# Ph Dilema



## Guest (Mar 6, 2011)

Alright tank is finally fully cycled

ammonia 0

nitrite 0

nitrate 20ppm

my question is what can I do to bring my PH down... it is a solid 7.6 have API test kit tested on low range and high range came up 7.6 I have peat in the AC 110 already... but it has been in there around 2wks

what can I or should I do??? My piranha will be here next saturday.... is 7.6 suitable??? would really like to lower... that was why I had added peat in the first place.


----------



## Piranha_man (Jan 29, 2005)

pH 7.6 is fine.


----------



## Guest (Mar 6, 2011)

what makes it so high??? just because of my tap water???


----------



## Piranha_man (Jan 29, 2005)

Yeah...

I'm kinda a pH fanatic as well... but it's better to have a steady 7.6 than a lower fluctuating one.

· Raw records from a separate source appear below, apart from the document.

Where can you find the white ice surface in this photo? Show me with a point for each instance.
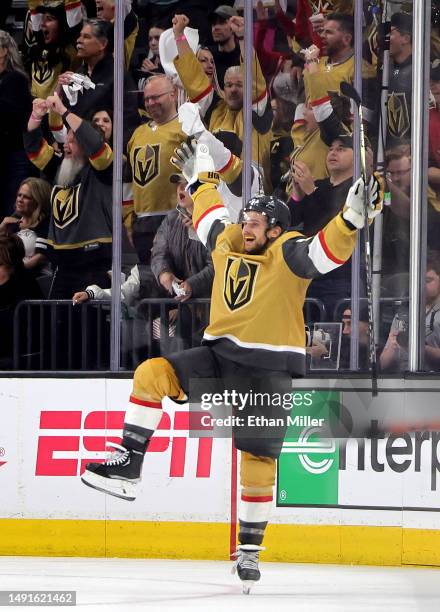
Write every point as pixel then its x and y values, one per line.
pixel 138 584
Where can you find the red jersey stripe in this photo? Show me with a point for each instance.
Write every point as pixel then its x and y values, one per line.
pixel 260 97
pixel 196 225
pixel 321 101
pixel 147 404
pixel 253 498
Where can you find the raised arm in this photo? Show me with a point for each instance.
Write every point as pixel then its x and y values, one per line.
pixel 334 244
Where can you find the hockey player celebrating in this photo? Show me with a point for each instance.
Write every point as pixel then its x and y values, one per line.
pixel 256 333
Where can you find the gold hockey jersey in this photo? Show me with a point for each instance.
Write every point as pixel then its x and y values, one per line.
pixel 257 300
pixel 149 152
pixel 198 87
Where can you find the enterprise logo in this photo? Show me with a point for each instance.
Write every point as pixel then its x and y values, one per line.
pixel 305 447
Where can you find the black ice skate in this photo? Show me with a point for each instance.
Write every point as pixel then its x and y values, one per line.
pixel 246 565
pixel 118 475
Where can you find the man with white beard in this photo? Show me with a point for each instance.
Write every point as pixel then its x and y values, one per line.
pixel 80 228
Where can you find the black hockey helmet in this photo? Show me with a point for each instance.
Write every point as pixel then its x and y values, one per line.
pixel 276 211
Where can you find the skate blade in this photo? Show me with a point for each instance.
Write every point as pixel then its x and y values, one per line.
pixel 113 486
pixel 247 585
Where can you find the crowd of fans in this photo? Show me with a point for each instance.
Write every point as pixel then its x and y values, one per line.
pixel 183 80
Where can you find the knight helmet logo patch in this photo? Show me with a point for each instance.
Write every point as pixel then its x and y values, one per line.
pixel 42 73
pixel 240 276
pixel 65 205
pixel 145 164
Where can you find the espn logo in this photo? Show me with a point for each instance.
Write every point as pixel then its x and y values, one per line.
pixel 72 439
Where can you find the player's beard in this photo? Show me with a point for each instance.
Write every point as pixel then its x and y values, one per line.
pixel 68 171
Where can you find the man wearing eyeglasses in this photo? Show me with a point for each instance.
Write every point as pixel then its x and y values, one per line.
pixel 149 152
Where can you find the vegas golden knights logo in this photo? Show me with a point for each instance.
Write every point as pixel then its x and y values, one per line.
pixel 145 164
pixel 65 207
pixel 240 276
pixel 41 72
pixel 398 116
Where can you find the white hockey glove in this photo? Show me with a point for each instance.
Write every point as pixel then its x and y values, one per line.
pixel 354 210
pixel 184 158
pixel 196 164
pixel 189 117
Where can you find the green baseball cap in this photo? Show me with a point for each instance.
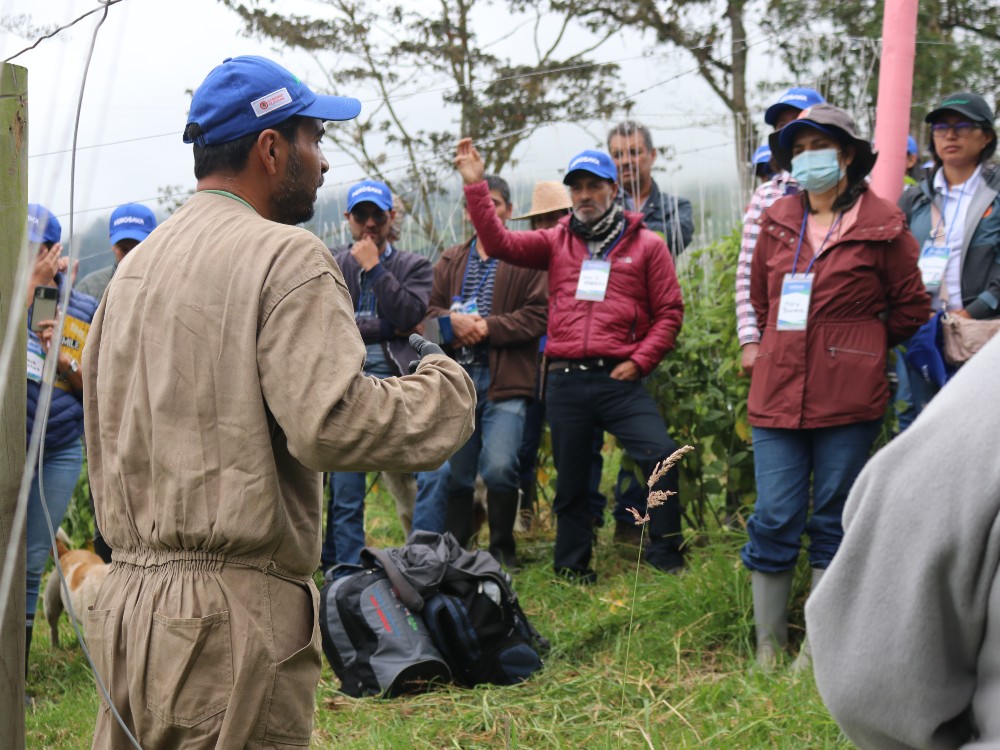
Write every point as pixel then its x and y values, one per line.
pixel 965 103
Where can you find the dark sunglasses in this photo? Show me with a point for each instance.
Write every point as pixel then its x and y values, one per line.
pixel 960 129
pixel 362 215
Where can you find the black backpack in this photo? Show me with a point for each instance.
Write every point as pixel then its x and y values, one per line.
pixel 482 633
pixel 469 606
pixel 374 643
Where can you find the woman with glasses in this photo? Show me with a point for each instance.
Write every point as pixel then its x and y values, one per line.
pixel 834 283
pixel 955 216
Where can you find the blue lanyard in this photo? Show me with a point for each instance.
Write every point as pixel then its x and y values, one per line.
pixel 954 216
pixel 468 265
pixel 613 245
pixel 802 232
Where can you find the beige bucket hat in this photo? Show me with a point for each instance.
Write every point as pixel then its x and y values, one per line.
pixel 547 197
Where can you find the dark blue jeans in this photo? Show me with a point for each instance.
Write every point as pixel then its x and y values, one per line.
pixel 784 463
pixel 491 451
pixel 60 472
pixel 577 404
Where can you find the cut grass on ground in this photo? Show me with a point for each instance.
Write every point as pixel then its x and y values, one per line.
pixel 689 681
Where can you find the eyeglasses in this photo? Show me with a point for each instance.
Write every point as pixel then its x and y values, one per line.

I'm going to invent a word here... "pHanatic = somebody who's fanatic about pH."









(Okay, yeah... I'm weird.)


----------



## Guest (Mar 6, 2011)

its quite annoying.... I really thought the peat would have a most noticable affect on the PH... makes it look awesome. But was hoping for the benefit of lower PH aswell... Oh well if you say 7.6 steady is suitable I will take your word on it. since..... your a pHanatic and all.


----------



## Piranha_man (Jan 29, 2005)

.









Yeah, you're fine.

So you do like the look from the peat, eh?
Has it tinted your water a bit of a tea color?


----------



## Guest (Mar 6, 2011)

well... the first week or so it was a little to intense... i was like oh sh*t what did i do... but now the tank is finally done cycling.... looks ALOT better.


----------



## Piranha_man (Jan 29, 2005)

Right on...

Does it have a nice tea color?


----------



## Guest (Mar 6, 2011)

yeah now that the clouds have cleared up.. looks great. will post pics as soon as my RRS comes in. if I can figure this thing out...


----------